The home was the first preaching site Kabaka Muteesa I of Buganda donated by the to Catholic missionaries led by Fr. Lourdel in 1879.

“The idea to develop it into an elderly and disabled people’s home was conceived by the late Cardinal Nsubuga,” said Sister Amans Nakachwa, the assistant administrator of the home. “The Cardinal’s residence at Rubaga was crammed with people seeking shelter, food and clothing during the war in the 1980s.”

The home began with 10 disabled people. Soon it was overwhelmed with over 100 refugees. But after the war, most people went back. The home houses people from Rwanda and Burundi, who cannot go back to their countries because they cannot trace their roots. It houses 28 men and 24 women, whose ages range from 50 to 90 years and they belong to different faiths.

The home has 30 sisters of Good Samaritans Order, but only eight were assigned to look after the disabled and the elderly.

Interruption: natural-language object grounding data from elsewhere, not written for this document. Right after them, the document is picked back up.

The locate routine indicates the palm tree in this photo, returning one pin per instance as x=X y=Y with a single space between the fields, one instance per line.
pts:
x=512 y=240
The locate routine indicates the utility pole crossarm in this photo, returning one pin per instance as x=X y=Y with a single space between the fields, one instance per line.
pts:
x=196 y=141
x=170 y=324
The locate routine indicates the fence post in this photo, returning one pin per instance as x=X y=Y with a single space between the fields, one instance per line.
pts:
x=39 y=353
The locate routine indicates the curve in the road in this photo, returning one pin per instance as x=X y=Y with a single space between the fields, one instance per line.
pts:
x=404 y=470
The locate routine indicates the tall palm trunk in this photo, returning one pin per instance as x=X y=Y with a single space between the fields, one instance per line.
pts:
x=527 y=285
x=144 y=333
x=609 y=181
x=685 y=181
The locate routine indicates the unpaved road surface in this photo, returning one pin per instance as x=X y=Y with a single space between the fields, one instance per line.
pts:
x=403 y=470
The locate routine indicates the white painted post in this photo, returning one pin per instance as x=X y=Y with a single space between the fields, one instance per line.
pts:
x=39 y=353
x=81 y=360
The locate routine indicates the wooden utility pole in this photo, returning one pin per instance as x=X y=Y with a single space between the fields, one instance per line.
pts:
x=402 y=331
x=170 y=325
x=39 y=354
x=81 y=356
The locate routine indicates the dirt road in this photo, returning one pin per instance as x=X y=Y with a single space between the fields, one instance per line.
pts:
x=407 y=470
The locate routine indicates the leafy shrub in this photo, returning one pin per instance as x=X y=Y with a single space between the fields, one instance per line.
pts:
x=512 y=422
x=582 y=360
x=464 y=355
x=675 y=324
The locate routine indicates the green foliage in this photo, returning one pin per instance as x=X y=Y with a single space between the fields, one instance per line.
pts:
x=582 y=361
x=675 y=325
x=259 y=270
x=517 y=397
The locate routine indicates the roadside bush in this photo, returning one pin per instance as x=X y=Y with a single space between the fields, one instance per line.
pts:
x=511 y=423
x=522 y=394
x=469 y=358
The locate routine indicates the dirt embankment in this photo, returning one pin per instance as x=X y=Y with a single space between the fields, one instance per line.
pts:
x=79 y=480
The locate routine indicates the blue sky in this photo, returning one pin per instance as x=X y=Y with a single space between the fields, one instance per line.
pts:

Sister Nakachwa says that when they are able to, the disabled make mats, clean the compound, sort beans, attend to pigs and wash their clothes. “The elderly do not want to work. They think that they will be sent away when we realise that they can do some work,” she says.

Kampala archdiocese is the main caretaker of the home. But non-government organisations and individuals also contribute clothes and food.

“The biggest challenge the home faces is the escalating medical bill. The sisters sacrifice half of their salary to meet the home budget. The home also has no income generation activity. Construction of the Mapeera House that was proposed to contribute to the running of the home never took off because of lack of funds to develop it,” Nakachwa said.